A carreira de modelo é uma trajetória constantemente mal interpretada por quem acompanha, consome e até mesmo por quem está envolvido no mercado. Para uma modelo negra, o trabalho é ainda mais complicado.
Por Wilson Nemov Do Finissimo
Convidamos a ex-Miss DF Amanda Balbino para comentar um pouco sobre as mudanças em sua vida desde sua vitória, sobre machismo, racismo e sororidade. Além, claro, dos seus planos enquanto estudante e modelo.
O mercado dos sonhos parece um pouco mais realista para a brasiliense. “No ano seguinte ao meu reinado, 2016, recebi convites para trabalhar no RJ e em SP e acabei tendo essa experiência única de viver com mais autonomia, liberdade, confiança e autoconhecimento longe dos pais. Obviamente, o desejo de viajar para o exterior se mantém, mas hoje após conhecer um pouco mais a vida profissional de modelo, percebi que existem exigências extremas demais e que lá fora o preço pode ser muito alto para mantê-las”, declara.
Balbino não desistiu de desbravar o mundo, claro, mas prefere investir em sua trajetória intelectual. “ainda alimento esse desejo de viajar e conquistar conhecimentos únicos em cada país e cultura que vir a conhecer, seja pela psicologia, alguma pós, outros cursos, conta própria ou em detrimento de um convite a algum evento”, revela empolgada.
Quando entramos no debate racial, é necessário deixa-la falar:
“Minha luta nunca foi para o triunfo da Amanda Balbino modelo em si, mas para a devida ocupação da mulher negra no mundo da moda. Em um casting, se há alguma negra em meu lugar, me sinto honrada e representada. O problema é quando as mulheres não pretas ocupam meu espaço no mundo da beleza e influência. Certamente as loiras e morenas tem belezas dignas, porém elas sempre foram contempladas e influentes.
Sempre ditaram os padrões e o que deve ser aceito, inclusive para mulheres como eu que não tinham nada a ver com elas. Muitos pensam que o problema no mundo da moda se restringe a falta de representatividade, mas eu acredito que seja um fenômeno mais amplo. A questão não é que não tenhamos modelos negras, porque nós também sonhamos e também nos preparamos para um casting. O problema é que as pessoas do mundo da moda não estão preparadas para nos aceitar.

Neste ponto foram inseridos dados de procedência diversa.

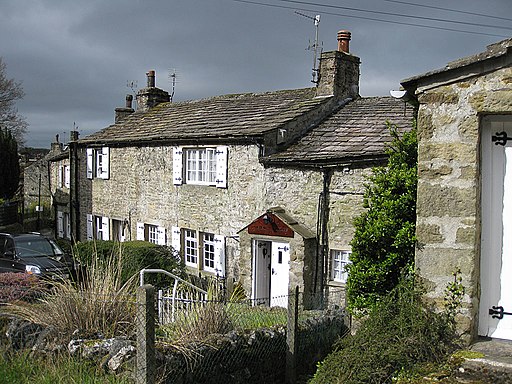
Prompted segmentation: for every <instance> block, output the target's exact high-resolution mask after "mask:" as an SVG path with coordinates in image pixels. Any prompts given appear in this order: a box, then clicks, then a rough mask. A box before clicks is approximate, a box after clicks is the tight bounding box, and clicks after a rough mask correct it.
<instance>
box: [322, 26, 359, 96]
mask: <svg viewBox="0 0 512 384" xmlns="http://www.w3.org/2000/svg"><path fill="white" fill-rule="evenodd" d="M350 37H351V34H350V32H349V31H346V30H341V31H339V32H338V49H337V50H336V51H331V52H323V53H322V55H321V56H320V68H319V74H318V76H319V77H318V83H317V87H316V96H317V97H328V96H334V97H335V98H337V99H341V100H345V99H347V98H351V99H356V98H358V97H359V66H360V64H361V60H360V59H359V57H357V56H354V55H352V54H351V53H349V41H350Z"/></svg>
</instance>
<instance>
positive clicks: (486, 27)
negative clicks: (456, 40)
mask: <svg viewBox="0 0 512 384" xmlns="http://www.w3.org/2000/svg"><path fill="white" fill-rule="evenodd" d="M277 1H280V2H282V3H292V4H302V5H312V6H316V7H325V8H334V9H343V10H345V11H355V12H364V13H374V14H378V15H386V16H398V17H406V18H410V19H419V20H427V21H437V22H442V23H454V24H463V25H471V26H473V27H475V26H477V27H486V28H499V29H508V30H512V27H504V26H499V25H490V24H480V23H471V22H469V21H459V20H448V19H439V18H436V17H427V16H414V15H404V14H401V13H394V12H386V11H369V10H367V9H361V8H353V7H343V6H341V5H330V4H322V3H316V2H312V1H299V0H277Z"/></svg>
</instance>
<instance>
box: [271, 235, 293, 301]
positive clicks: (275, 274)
mask: <svg viewBox="0 0 512 384" xmlns="http://www.w3.org/2000/svg"><path fill="white" fill-rule="evenodd" d="M289 276H290V246H289V244H288V243H277V242H275V241H273V242H272V259H271V269H270V306H271V307H285V308H286V307H287V306H288V282H289Z"/></svg>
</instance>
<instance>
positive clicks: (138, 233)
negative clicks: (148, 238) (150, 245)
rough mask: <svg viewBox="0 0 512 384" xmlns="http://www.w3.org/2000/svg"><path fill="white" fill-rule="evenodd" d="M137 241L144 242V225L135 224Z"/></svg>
mask: <svg viewBox="0 0 512 384" xmlns="http://www.w3.org/2000/svg"><path fill="white" fill-rule="evenodd" d="M137 240H145V238H144V223H137Z"/></svg>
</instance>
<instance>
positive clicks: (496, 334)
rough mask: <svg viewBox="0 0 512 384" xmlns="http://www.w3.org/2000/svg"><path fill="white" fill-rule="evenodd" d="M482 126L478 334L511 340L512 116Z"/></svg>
mask: <svg viewBox="0 0 512 384" xmlns="http://www.w3.org/2000/svg"><path fill="white" fill-rule="evenodd" d="M482 123H483V126H482V171H481V172H482V240H481V241H482V243H481V245H482V246H481V261H480V280H481V281H480V282H481V295H480V310H479V325H478V333H479V335H482V336H489V337H494V338H500V339H509V340H512V117H505V116H488V117H485V118H484V119H483V120H482ZM507 138H509V139H510V140H507ZM506 312H509V313H510V315H509V314H506Z"/></svg>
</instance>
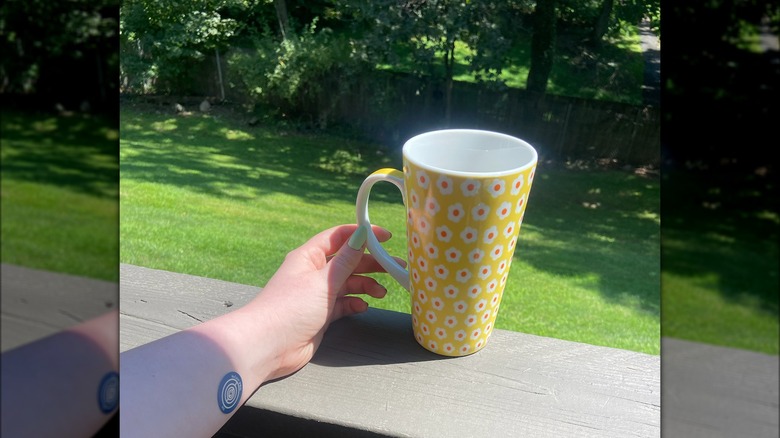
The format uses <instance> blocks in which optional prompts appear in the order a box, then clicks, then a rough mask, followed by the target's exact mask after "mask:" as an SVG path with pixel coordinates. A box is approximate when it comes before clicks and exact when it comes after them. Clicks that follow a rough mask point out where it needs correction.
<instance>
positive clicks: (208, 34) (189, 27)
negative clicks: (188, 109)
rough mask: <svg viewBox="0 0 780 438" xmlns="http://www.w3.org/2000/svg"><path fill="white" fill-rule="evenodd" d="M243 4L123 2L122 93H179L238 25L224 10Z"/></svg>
mask: <svg viewBox="0 0 780 438" xmlns="http://www.w3.org/2000/svg"><path fill="white" fill-rule="evenodd" d="M247 6H248V5H247V3H246V2H245V1H244V0H189V1H184V2H182V1H175V0H126V1H124V2H122V9H121V19H120V55H121V57H122V65H121V67H122V69H121V74H122V80H123V82H124V84H123V85H124V87H125V89H129V90H135V91H151V90H156V91H163V92H166V91H167V92H171V91H174V90H180V89H181V88H182V87H184V85H185V84H187V83H188V82H189V79H191V77H190V76H191V73H192V68H193V65H195V64H196V63H197V62H200V61H202V60H203V59H204V58H205V57H206V56H212V55H213V54H214V53H215V50H216V49H218V48H220V47H223V46H226V45H227V44H228V42H229V41H230V39H231V38H232V37H233V36H234V35H235V33H236V31H237V29H238V28H239V22H238V21H237V20H236V19H234V18H228V17H226V16H225V11H226V10H227V9H231V10H233V12H234V13H235V9H241V8H246V7H247Z"/></svg>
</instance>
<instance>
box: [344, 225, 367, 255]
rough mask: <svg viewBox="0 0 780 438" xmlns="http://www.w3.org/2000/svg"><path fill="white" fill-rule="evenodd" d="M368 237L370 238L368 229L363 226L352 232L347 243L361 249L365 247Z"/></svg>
mask: <svg viewBox="0 0 780 438" xmlns="http://www.w3.org/2000/svg"><path fill="white" fill-rule="evenodd" d="M366 239H368V229H367V228H366V227H362V226H361V227H358V229H357V230H355V232H354V233H352V236H351V237H350V238H349V241H348V242H347V245H349V247H350V248H352V249H354V250H359V249H361V248H362V247H363V244H364V243H366Z"/></svg>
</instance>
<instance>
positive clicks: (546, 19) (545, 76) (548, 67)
mask: <svg viewBox="0 0 780 438" xmlns="http://www.w3.org/2000/svg"><path fill="white" fill-rule="evenodd" d="M555 18H556V17H555V0H539V1H537V2H536V9H535V10H534V18H533V22H534V33H533V36H532V37H531V68H530V69H529V70H528V79H527V81H526V89H527V90H528V91H531V92H533V93H539V94H544V93H545V91H546V90H547V81H548V79H549V78H550V72H551V71H552V65H553V57H554V55H555Z"/></svg>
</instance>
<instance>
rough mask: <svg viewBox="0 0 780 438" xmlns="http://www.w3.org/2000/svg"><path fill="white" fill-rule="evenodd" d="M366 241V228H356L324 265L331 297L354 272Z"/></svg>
mask: <svg viewBox="0 0 780 438" xmlns="http://www.w3.org/2000/svg"><path fill="white" fill-rule="evenodd" d="M366 239H368V228H367V227H365V226H360V227H358V228H357V229H356V230H355V232H354V233H352V236H350V238H349V240H348V241H347V242H346V243H345V244H344V245H343V246H342V247H341V248H340V249H339V251H338V252H337V253H336V255H335V256H333V258H332V259H330V261H329V262H328V264H327V265H326V268H325V271H326V273H327V276H328V286H330V292H331V295H332V296H336V294H337V293H338V291H339V290H341V288H342V286H343V285H344V282H346V281H347V279H348V278H349V276H350V275H352V273H353V272H354V271H355V268H357V266H358V264H359V263H360V261H361V260H362V259H363V245H364V244H365V243H366Z"/></svg>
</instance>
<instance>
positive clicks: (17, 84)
mask: <svg viewBox="0 0 780 438" xmlns="http://www.w3.org/2000/svg"><path fill="white" fill-rule="evenodd" d="M118 10H119V4H118V1H116V0H72V1H68V2H50V1H45V0H30V1H20V0H8V1H5V2H3V3H2V5H0V45H2V53H3V56H2V57H0V76H1V77H2V84H0V91H1V92H4V93H23V94H30V93H38V94H40V95H48V96H49V98H51V99H52V100H68V101H76V104H78V101H85V100H87V101H89V100H91V101H92V103H93V104H95V103H97V102H98V101H104V102H105V101H107V100H108V99H109V98H113V95H112V93H111V92H110V90H112V89H113V90H116V77H117V75H116V73H115V72H116V69H117V67H118V64H119V59H118V57H117V56H116V49H115V47H116V40H115V37H116V28H117V22H118V18H119V17H118V15H119V14H118Z"/></svg>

A beleza da mulher negra é extremamente diversa, mas muitos clientes pensam apenas em um certo tom de pele, ou escolhem apenas aquelas com o cabelo bem afro, mas que o quadril não passe de 89/ 90cm. A verdade é que a grande parte da herança genética das mulheres negras tem um corpo curvilíneo, quadril largo, bocas carnudas, olhares expressivos, passos fortes, mas no fundo os profissionais da moda estão sempre esperando a modelo magra, do quadril 89, que consiga usar a mesma base para todas é que possa fazer uma escova no cabelo. Bom, meus caros, essa não é a mulher negra, essa não sou eu e essa é a forma com que nós constantemente perdemos a oportunidade de colocar a vista a NOSSA beleza para o mundo!”
Se Amanda desistiu completamente do mundo da moda? De maneira nenhuma! Um dos seus sonhos envolve a quebra de padrões de beleza e o uso da psicologia em uma espécie de agência/coaching super bacana: “Comecei a ter vontade de dar alguns cursos de consciência e expressão corporal, coaching para modelos e misses iniciantes e principalmente algo que fosse voltado para o despertar da beleza da mulher negra. Além disso, tenho a vontade de posteriormente ter uma agência voltada para a valorização da beleza das pessoas, principalmente das mulheres que são constantemente coagidas a se encaixarem aos padrões institucionalizados.”
E a dica de Miss? O que Amanda passa para as aspirantes?
Diria em primeiro lugar que elas são lindas! Independentemente do que digam, elas têm suas belezas e precisam ter consciência disso. Depois diria que elas não sabem, mas que nossa história é de realeza, visto que seus ancestrais não são escravos e sim reis e rainhas fortes e resistentes, tanto é que o reinado chegou até nós. Diria também que entre nós não há concorrência, o resgate é coletivo e que cada conquista se expande para todas de forma que possamos vibrar e auxiliar todas que queriam ocupar esse espaço. E por ultimo, diria que não tenham medo de se esforçar, conquistar grandes espaços, mas que acima de tudo não deixem de se amar. O amor próprio é imprescindível para essa profissão para que saibamos sempre até onde iremos e o que merecemos! Ele é um ótimo medidor da felicidade que os momentos nos trarão e da justiça que precisamos ter conosco em cada situação.